= Baltadji =

Palace guards in the Ottoman Empire

The baltacı or baltadji (plural baltacılar, "axemen") corps was a class of palace guards in the Ottoman Empire from the 15th to the early 19th centuries.

==History==
Also known by the equivalent Persian title tabardar, the baltadji corps dates to the early days of the Ottoman Empire: recruited from the devshirme, they served as sappers and pioneers of the Ottoman army. Already in the early 15th century, however, a number were posted as guards in the Sultan's palace at Edirne. After the Fall of Constantinople and the establishment of various palaces in the new capital, separate companies of baltadjis were created for service in each palace: the Old Palace or Eski Saray, the New Palace or Topkapi Palace, the Galata Palace, and the Palace of Ibrahim Pasha.

==Tasks==
Since the Topkapı Palace was the principal imperial residence, the men of its baltadji company held special status: while the men of the other companies were enrolled, after a period of service, in the Janissary infantry regiments, the men of the Topkapı Palace had the privilege of being enrolled in the sipahi and silahdar cavalry regiments. The Topkapı baltadjis were commanded by a kahya or kethüda, who was under the authority of the Sultan's principal page, the Silahdar Agha. The company was also responsible for supplying firewood to the Imperial Harem. In order to avoid inadvertently seeing the harem's ladies, the baltacıs were outfitted with special blinkers of cloth or lace and jackets with very high collars, whence they were commonly known as the "blinkered axemen" (zülüflü baltacılar). In addition, twelve subalterns (kalfas) of the Topkapı Palace company, chosen for their literacy, fulfilled ceremonial duties: they brought the Sultan's throne during his enthronement ceremony and on other festivals, they guarded the sacred standard of the Prophet on campaign while reciting verses from the Quran, guarding the belongings of the harem ladies when the court moved out of the Topkapı during the summer, and, after the 17th century, with presenting the preachers at the Sultan Ahmed Mosque with sharbat, rosewater and incense on the Prophet's Birthday. Further baltadjis of the Topkapı company were also attached to the chief palace officers, while two kalfas of the company served as the head cook and deputy head cook of the imperial kitchen.
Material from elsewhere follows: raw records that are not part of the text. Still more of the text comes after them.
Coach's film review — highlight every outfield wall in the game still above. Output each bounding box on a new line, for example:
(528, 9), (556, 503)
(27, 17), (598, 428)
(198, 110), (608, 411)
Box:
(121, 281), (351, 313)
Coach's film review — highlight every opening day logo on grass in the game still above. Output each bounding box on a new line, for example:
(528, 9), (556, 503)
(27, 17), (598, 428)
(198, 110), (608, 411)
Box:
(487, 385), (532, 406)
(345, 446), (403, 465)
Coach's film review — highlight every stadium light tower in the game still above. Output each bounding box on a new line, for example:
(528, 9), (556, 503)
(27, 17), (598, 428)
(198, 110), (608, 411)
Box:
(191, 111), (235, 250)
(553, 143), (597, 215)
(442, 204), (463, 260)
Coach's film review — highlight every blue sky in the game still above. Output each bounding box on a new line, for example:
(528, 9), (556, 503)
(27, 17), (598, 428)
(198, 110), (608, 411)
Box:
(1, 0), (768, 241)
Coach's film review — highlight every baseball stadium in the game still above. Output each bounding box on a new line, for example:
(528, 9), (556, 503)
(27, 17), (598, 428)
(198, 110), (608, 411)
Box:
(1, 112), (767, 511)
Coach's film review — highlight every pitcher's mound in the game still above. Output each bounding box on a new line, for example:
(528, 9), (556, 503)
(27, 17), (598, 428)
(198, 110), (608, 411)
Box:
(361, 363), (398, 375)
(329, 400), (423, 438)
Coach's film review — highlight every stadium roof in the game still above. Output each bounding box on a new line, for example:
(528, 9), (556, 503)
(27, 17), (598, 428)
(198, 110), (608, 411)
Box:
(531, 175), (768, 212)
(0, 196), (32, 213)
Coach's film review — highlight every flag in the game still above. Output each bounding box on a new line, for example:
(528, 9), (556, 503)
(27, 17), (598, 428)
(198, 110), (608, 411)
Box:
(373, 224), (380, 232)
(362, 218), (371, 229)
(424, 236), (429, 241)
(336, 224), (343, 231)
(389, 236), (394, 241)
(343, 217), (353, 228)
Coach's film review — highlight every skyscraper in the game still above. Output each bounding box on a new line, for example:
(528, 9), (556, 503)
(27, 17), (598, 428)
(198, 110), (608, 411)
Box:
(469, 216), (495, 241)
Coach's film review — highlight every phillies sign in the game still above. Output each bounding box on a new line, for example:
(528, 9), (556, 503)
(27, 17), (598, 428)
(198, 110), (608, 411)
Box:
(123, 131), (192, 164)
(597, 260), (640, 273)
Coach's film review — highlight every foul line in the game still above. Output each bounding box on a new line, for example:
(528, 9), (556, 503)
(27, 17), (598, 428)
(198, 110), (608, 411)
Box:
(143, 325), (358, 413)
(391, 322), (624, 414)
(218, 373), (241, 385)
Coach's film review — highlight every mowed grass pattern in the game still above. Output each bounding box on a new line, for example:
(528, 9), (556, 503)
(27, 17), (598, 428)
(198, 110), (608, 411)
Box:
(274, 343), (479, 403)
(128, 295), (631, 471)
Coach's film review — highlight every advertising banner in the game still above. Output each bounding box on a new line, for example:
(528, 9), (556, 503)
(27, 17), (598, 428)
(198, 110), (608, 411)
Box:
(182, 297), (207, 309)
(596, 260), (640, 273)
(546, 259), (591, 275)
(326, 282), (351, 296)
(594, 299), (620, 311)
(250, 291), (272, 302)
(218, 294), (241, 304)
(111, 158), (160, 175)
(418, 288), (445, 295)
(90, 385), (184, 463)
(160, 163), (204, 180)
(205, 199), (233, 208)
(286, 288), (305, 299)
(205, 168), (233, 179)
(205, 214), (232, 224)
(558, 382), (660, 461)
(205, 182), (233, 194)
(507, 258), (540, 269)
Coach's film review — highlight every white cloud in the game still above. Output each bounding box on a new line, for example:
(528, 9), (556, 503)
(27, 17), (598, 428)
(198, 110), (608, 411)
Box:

The company guarding the Old Palace, which following the construction of the Topkapı was relegated to a residence of the sultans' mothers, was originally responsible to the Kapi Agha, but after the 17th century to the Kizlar Agha. The latter often used educated members of the Old Palace baltadji company as personal secretaries or as clerks in the administration of the pious endowments of the Holy Cities. Other men of this company were appointed as chief coffee-makers (kahvedji bashi) to the valide sultanas and various princesses.

==Devshirme system and Baltadji==
By the middle of the 17th century, the baltadji companies were no longer drawn from the devshirme recruits (acemi oghlans), but chiefly from Anatolian Muslims and, occasionally, relatives of palace servants. In 1675, the palaces of Galata and of Ibrahim Pasha were closed down, and their baltadji companies were abolished. Sultan Mustafa III (reigned 1757–1774) abolished the Topkapı company as well, but it was restored by his successor, Abdülhamid I (r. 1774–1789), and survived until the entire palace was reorganized during the reforms of Sultan Mahmud II (r. 1808–1839).

Several members of the corps rose to become Grand Viziers, such as Baltacı Mehmet Pasha and Nevşehirli Damat Ibrahim Pasha.